Her novels focus on the Tudors -- and in the lecture, she draws a parallel between the current fascination with Catherine's body and the public scrutiny under which the wives of Henry VIII sought to produce a male heir.
Last week, an Italian magazine provoked an uproar in the UK media when it published pictures of a bikini-clad Catherine on vacation, with her "baby bump" visible. Palace officials said they were disappointed by what they said was a clear breach of privacy.
"Long before Kate's big news was announced, the tabloids wanted to look inside her to see if she was pregnant," Mantel said.
"Cheerful curiosity can easily become cruelty. It can easily become fatal. We don't cut off the heads of royal ladies these days, but we do sacrifice them, and we did memorably drive one to destruction a scant generation ago."

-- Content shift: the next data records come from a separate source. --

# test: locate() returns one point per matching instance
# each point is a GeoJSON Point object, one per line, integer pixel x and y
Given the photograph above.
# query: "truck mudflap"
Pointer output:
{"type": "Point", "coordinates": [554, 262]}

The institution of monarchy may be irrational, Mantel added, but those outside don't have to forget their principles as they observe the "entertainment" the royals provide.
"I'm not asking for censorship. I'm not asking for pious humbug and smarmy reverence. I'm asking us to back off and not be brutes," she said.
Emily Bell, director of the Tow Center for Digital Journalism at the Columbia Journalism School, defended Mantel via Twitter, saying the furor exemplified the author's point about the media's role.
"The Middleton row is caused by the Mail turning Hilary Mantel's rather wonderful lecture into an example of exactly what Mantel warns of..." she said.